CEO and executive producer Joseph E. Palmer, who acquired the Akron theatre in 2003 with David W. Slaght, confirmed to Playbill.com that the theatre would close its doors following the Jan. 3 performance of the 1950's Elvis jukebox musical All Shook Up.
In a statement released on the website for the 35 year-old theatre, Palmer stated, "The economy has materially affected the theatre's attendance and its ability to make cost adjustments to keep pace with the decrease in attendance. The final tipping point became the reversal of certain stakeholders' written or verbal promises that would have had a major impact on the theatre's continuance for the 2009 season and beyond."
Ticket holders who purchased their seats and gift certificates for upcoming shows with a credit card were instructed to contact their credit card companies in order to process any refunds.
The 2009 season was to continue beginning Jan. 7 with Doo Wop: Life Could Be a Dream. Also on the bill were planned productions of My Fair Lady, Buddy: The Buddy Holly Story, The Full Monty, High School Musical, The Producers, Guys and Dolls and It's a Wonderful Life.
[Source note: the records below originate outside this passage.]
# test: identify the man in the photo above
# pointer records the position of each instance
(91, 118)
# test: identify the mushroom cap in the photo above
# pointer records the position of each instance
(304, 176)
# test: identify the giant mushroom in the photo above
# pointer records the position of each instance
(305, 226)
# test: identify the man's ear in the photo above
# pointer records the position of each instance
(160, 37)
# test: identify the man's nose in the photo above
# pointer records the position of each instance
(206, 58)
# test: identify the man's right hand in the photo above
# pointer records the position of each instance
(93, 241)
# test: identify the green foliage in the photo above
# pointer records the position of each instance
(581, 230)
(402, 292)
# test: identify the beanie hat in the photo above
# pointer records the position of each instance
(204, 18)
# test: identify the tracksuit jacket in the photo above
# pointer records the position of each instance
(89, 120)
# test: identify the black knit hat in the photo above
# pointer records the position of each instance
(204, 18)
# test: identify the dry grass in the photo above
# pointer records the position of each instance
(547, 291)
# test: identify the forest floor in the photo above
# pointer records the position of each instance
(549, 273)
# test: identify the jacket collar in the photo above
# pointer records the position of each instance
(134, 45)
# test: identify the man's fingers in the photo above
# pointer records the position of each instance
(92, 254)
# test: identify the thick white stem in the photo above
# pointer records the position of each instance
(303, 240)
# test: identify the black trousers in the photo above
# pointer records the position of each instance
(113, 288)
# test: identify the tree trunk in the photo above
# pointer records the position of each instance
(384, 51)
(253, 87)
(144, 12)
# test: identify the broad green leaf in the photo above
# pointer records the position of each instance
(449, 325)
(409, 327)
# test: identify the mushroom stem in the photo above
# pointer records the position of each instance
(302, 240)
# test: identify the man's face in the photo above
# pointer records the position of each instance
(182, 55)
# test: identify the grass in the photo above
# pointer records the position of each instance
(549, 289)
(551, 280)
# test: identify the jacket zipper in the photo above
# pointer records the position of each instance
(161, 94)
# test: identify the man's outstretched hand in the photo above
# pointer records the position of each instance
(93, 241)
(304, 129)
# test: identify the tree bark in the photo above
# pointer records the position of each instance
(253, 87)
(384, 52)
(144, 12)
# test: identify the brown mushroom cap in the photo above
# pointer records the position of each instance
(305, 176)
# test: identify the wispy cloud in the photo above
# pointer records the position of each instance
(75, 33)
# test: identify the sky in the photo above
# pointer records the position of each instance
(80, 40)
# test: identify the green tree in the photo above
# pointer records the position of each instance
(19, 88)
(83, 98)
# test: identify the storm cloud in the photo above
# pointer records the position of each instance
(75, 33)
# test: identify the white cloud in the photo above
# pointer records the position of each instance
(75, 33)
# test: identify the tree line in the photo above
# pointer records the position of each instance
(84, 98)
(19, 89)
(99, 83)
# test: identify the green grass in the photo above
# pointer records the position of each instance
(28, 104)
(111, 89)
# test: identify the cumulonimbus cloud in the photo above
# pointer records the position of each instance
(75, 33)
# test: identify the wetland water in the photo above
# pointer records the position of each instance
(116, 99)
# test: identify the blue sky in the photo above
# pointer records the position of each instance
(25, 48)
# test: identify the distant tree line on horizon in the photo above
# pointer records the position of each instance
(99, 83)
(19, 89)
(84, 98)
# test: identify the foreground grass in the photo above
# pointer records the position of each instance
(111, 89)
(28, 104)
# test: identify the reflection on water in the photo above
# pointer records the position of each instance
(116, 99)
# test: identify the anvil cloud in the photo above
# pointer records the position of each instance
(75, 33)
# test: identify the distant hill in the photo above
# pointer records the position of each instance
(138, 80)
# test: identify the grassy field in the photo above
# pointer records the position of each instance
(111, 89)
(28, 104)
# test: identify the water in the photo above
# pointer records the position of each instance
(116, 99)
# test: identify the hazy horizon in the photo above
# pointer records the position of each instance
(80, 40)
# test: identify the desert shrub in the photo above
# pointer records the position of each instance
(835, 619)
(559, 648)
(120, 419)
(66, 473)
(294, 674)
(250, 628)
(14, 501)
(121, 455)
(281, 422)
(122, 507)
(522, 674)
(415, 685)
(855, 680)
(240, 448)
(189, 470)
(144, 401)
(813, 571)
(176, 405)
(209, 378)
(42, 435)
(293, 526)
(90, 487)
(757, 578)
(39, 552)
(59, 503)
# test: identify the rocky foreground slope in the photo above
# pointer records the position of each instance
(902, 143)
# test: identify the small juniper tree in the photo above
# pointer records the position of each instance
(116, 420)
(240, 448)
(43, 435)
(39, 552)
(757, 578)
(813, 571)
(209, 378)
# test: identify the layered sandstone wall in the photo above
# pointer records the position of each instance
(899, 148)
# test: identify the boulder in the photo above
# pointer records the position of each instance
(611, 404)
Founded in 1973, the Carousel Dinner Theatre began life in a converted Ravenna, OH, supermarket prior to moving to its current Akron location. In addition to members of Actors Equity, the Ohio institution employed members of the American Federation of Musicians and the Society of Directors and Choreographers. The Carousel Dinner Theatre was also part of the noteworthy plagiarism lawsuit filed by the Broadway creators and collaborators of Urinetown in 2006. The Akron theatre later paid an undisclosed sum to the Broadway creative team for utilizing elements of the original Broadway production that were incorporated into the Akron staging.